Learn R Programming

MergeGUI (version 0.2-1)

A GUI for Merging Datasets in R

Description

A GUI for merging datasets in R using gWidgets.

Copy Link

Version

Install

install.packages('MergeGUI')

Monthly Downloads

19

Version

0.2-1

License

GPL (>= 2.0)

Maintainer

Xiaoyue Cheng

Last Published

January 27th, 2014

Functions in MergeGUI (0.2-1)

Short the names from a template. The merging GUI is designed to merge data from different files. But sometimes the file names are too long to be displayed in the GUI. Hence this function is used to short the basenames by removing the same beginning letters of each name. Hence the output is a character vector whose elements will not start with the same letter.

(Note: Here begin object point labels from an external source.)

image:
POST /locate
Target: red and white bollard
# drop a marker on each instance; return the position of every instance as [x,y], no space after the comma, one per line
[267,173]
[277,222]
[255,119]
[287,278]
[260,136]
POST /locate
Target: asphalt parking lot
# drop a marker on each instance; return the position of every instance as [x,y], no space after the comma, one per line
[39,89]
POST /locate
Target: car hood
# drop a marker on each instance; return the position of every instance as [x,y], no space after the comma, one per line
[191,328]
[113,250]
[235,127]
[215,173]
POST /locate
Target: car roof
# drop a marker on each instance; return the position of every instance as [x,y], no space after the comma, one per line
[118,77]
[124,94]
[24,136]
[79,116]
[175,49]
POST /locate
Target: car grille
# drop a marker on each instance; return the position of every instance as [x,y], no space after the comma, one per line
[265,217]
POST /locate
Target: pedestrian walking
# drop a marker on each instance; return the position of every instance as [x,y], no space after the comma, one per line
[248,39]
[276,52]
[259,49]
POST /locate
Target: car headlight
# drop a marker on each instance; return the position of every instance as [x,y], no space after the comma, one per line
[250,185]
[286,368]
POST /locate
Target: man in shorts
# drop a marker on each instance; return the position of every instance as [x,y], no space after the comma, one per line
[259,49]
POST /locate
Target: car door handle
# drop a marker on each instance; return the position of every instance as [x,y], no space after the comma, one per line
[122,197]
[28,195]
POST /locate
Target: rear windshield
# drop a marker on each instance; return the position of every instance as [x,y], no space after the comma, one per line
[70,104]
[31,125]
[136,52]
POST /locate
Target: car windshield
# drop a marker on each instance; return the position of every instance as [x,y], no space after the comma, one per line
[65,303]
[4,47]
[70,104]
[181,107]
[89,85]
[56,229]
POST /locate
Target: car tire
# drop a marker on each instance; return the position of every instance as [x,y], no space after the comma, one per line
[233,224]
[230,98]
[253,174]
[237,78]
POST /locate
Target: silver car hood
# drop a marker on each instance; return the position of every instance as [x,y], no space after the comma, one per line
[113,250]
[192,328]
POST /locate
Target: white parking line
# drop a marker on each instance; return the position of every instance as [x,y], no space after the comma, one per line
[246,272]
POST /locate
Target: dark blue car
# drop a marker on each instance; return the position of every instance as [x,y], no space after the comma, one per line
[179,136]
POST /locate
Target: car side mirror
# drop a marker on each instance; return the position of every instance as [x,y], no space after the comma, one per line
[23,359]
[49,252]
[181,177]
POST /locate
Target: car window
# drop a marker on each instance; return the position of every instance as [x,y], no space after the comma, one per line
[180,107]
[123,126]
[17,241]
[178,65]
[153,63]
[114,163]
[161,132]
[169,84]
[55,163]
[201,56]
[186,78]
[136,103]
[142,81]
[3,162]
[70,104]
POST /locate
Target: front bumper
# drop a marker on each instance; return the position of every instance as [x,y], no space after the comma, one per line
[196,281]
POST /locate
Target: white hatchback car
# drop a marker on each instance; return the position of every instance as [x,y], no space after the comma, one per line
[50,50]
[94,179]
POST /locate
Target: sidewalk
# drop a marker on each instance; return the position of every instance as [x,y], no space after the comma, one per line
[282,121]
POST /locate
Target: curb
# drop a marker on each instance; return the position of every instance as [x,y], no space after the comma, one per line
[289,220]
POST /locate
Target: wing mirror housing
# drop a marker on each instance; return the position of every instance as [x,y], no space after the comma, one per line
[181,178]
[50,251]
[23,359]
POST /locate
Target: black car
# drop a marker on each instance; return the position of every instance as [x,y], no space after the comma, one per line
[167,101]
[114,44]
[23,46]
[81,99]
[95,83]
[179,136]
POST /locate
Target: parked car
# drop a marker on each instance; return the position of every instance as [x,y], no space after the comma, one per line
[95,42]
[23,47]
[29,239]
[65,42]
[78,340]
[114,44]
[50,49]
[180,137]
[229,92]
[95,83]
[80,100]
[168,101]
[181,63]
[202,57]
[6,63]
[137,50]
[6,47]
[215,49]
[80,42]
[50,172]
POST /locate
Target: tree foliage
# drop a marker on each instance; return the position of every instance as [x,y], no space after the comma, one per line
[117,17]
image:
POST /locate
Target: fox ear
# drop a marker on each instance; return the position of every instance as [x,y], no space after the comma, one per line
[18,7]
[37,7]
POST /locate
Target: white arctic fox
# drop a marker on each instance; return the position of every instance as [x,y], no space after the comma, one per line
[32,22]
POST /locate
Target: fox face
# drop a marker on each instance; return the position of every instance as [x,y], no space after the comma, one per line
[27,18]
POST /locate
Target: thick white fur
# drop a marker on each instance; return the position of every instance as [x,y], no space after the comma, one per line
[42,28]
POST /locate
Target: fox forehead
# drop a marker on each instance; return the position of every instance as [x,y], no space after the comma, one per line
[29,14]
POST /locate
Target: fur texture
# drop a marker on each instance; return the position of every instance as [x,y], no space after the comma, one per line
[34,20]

Obtain the intersection of a list of vectors. Function "intersect" in the base package can only intersect two vectors. The function "intersect2" is designed to obtain the intersection and the difference for more than two vectors. The input should be a list whose elements are the vectors, and the outputs include the intersection of all vectors and a list whose elements are the input vectors substracting the intersection. Besides, intersect2 allows the labels of the vectors. If a list of labels is given in the input, then the outputs will also include a matrix of labels which match the intersection for the vectors, and a list of labels which match the left part of the vectors.

Compute the p-values of the Kolmogorov-Smirnov tests between different sources for each variable. This function is used to detect whether the matched variables from different files have different distributions. For each variable, it will compute the pairwise KS-test p-values among the sources, then report the lowest p-value as the indice for this variable.

Detect the classes of the variables.

The Merging GUI. This function will start with an starting interface, allowing 1) selecting several data files; 2) doing the next command with more than one files. There are two commands which could be selected: match the variables, match the cases by the key variable. In the matching-variable interface the user can 1) check the matching of the variables among files and switch the variable names if they are wrongly matched; 2) look at the numerical and graphical summaries for the selected variables, or the dictionary for selected factor varibles; 3) observe the misclassification rate, KS-test p-values and Chi-square test p-values for each variable, which helps to determine whether any transformation is needed for the variable; (For each variable, the user may want to know whether it could distinguish the sources correctly. So the misclassification rate is calculated through the tree model. KS-test is used to check whether any variable has different distributions for different sources. And the Chi-square test is useful when the user is interested in the pattern of missing values among the sources.) 4) change the name or class for any variable; 5) export the merged dataset and the summary for it. In the matching-case interface the user can determine a primary key for each data file and then merge the cases by the key.

Compute the misclassification rate for each variable. When merging data from several datasets, it is meaningful to detect whether the matched variables from different files have different centers. The function computes the misclassification rate variable by variable using classification tree (the rpart package). It will firstly merge the dataset by the given nametable.class, then use rpart for each variable to seperate the data without any covariates and compute the misclassification rate.

Chi-square tests for the counts of missing and non-missing. This function is used to detect whether the matched variables from different files have different missing patterns. For each variable, it will firstly count the missing and non-missing values among the sources, and then form a contingency table. The p-value of Chi-square test is computed from the contingency table and finally reported for the variable.